Ile kosztowała "podróż życia" Tuska, czyli rząd w liczbach
Ile razy premier Tusk użył w expose słowa "zaufanie"? Ile kosztowała jego "podróż życia" i co można byłoby za to kupić? Na dwulecie rządu przygotowaliśmy krótkie przypomnienie - ile kosztował najsłynniejszy dorsz, wykryty przez Julię Piterę w ramach walki z korupcją oraz ile zyskaliśmy na prywatyzacji stoczni.
24.11.2009 | aktual.: 09.12.2009 10:32
1 - "celem politycznym numer jeden" zdaniem Donalda Tuska nie jest wygrana w wyborach prezydenckich, lecz "dobre rządzenie". Ale premier niczego nie wyklucza.
** - lata minęły od zaprzysiężenia rządu Donalda Tuska. Tyle też było krzeseł na unijnym szczycie w Brukseli. Jedno z nich zajmował premier, a drugie prezydent Lech Kaczyński na zmianę z ministrami.
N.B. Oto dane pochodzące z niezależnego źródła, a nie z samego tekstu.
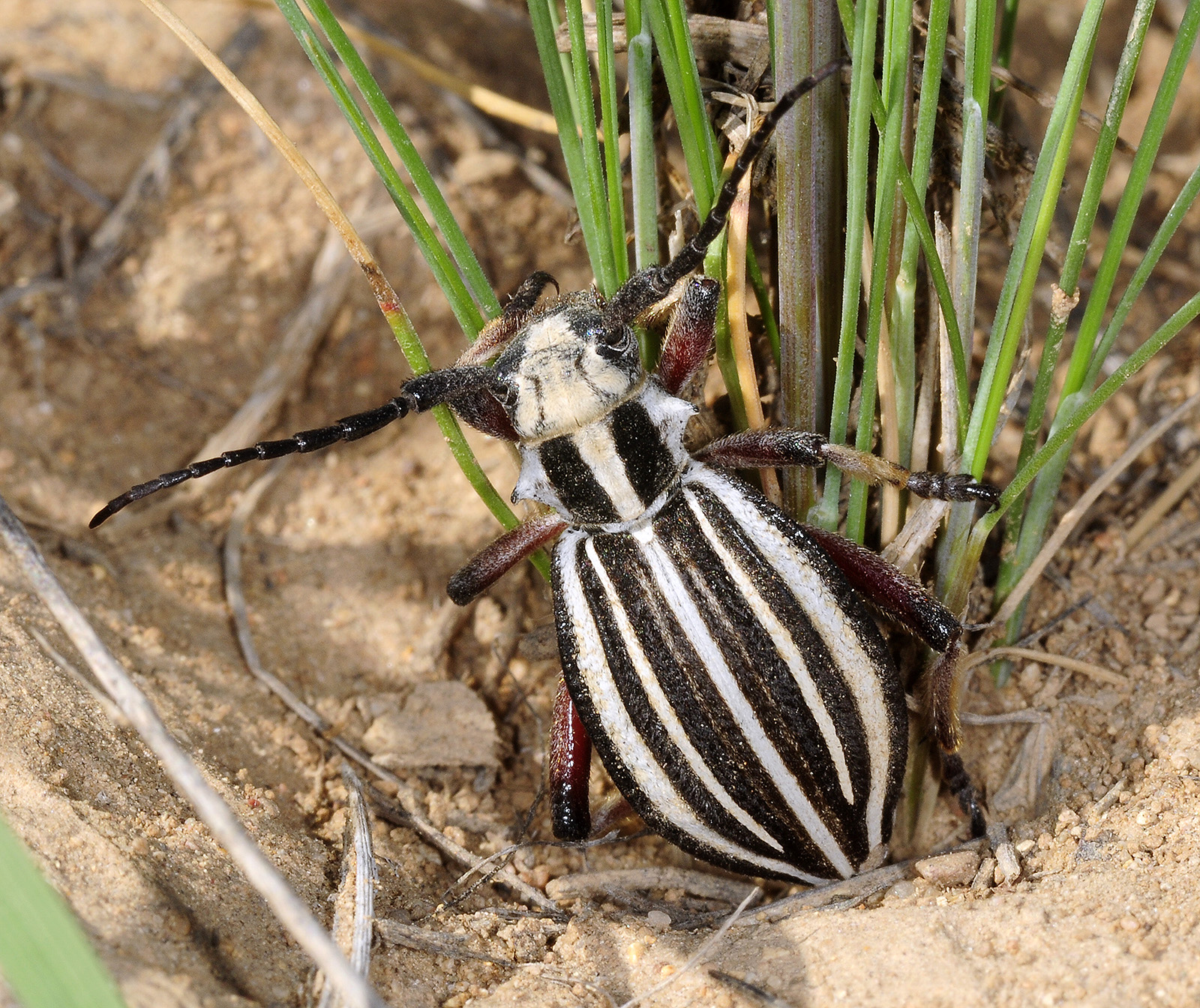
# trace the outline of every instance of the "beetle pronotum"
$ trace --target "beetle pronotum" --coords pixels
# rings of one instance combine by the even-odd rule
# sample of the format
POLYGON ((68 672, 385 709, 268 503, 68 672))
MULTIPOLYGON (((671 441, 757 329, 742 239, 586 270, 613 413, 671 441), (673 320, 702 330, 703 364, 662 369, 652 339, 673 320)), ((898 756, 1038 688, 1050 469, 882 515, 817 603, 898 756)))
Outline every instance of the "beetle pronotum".
POLYGON ((553 280, 536 272, 455 366, 413 378, 388 403, 329 427, 136 486, 92 527, 185 480, 355 440, 448 403, 479 430, 516 443, 514 500, 551 509, 485 548, 448 590, 463 605, 554 544, 564 684, 550 775, 559 838, 590 832, 594 744, 642 818, 706 860, 797 881, 878 863, 905 767, 908 713, 864 599, 942 653, 930 672, 932 736, 947 784, 982 832, 955 755, 958 620, 875 553, 797 523, 721 470, 832 463, 924 497, 992 503, 996 490, 968 475, 910 473, 793 430, 744 431, 691 455, 683 433, 695 410, 677 394, 712 349, 720 288, 706 277, 686 282, 654 374, 643 371, 631 329, 701 265, 775 124, 839 66, 779 98, 698 233, 607 302, 577 292, 539 307, 553 280))

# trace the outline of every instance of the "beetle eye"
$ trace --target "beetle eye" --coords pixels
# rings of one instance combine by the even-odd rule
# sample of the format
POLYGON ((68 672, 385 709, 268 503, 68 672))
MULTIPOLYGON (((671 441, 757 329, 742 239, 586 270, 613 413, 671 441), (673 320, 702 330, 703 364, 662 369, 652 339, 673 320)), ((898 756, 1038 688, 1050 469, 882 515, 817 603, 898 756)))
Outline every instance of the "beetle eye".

3 - taką ocenę (w skali 1-6) wystawia rządowi 37% Polaków - wynika z sondażu TNS OBOP dla TVP Info. Na szóstkę ocenia rząd 1% ankietowanych, 2% uważa, że należy się piątka. "Pałę" wystawia aż 10% respondentów, zaś dwójkę - 20%.
4 - na taką ocenę ("mocną czwórkę") sam premier ocenia pracę swojego rządu. We wspomnianym sondażu TNS OBOP z premierem zgadza się 29% ankietowanych.
4,2 - tyle (w procentach) wyniosła inflacja w roku 2008. Z danych Głównego Urzędu Statystycznego wynika, że wskaźnik cen towarów i usług konsumpcyjnych w okresie I-III kwartału 2009 r. w stosunku do I-III kwartału 2008 r. wyniósł 103,5 - co oznacza wzrost cen o 3,5%. A więc zarówno w pierwszym pełnym roku rządu Donalda Tuska, jak i w drugim chleb, ziemniaki, jabłka, kurczaki i gaz ziemny podrożały. O te właśnie produkty pytał podczas debaty przedwyborczej dzisiejszy premier ówczesnego - Jarosława Kaczyńskiego... i żaden z nich, ani pytający, ani odpowiadający, nie wymienił konkretnych cen.
7 - tyle osób zdymisjonował premier po wybuchu afer hazardowej i stoczniowej. Stanowiska stracili: wicepremier i szef MSWiA Grzegorz Schetyna, minister sprawiedliwości Andrzej Czuma, minister sportu Mirosław Drzewiecki, wiceminister gospodarki Adam Szejnfeld, sekretarze stanu w kancelarii premiera Sławomir Nowak i Rafał Grupiński oraz szef CBA Mariusz Kamiński. Upiekło się rzecznikowi rządu Pawłowi Grasiowi.
8,16 - tyle (w złotówkach) kosztował dorsz, zakupiony przez reprezentanta administracji rządowej w latach 2006-2007 "celem kontroli gatunku ryb i ich świeżości". Sprawa dorsza znalazła się w słynnym raporcie Julii Pitery.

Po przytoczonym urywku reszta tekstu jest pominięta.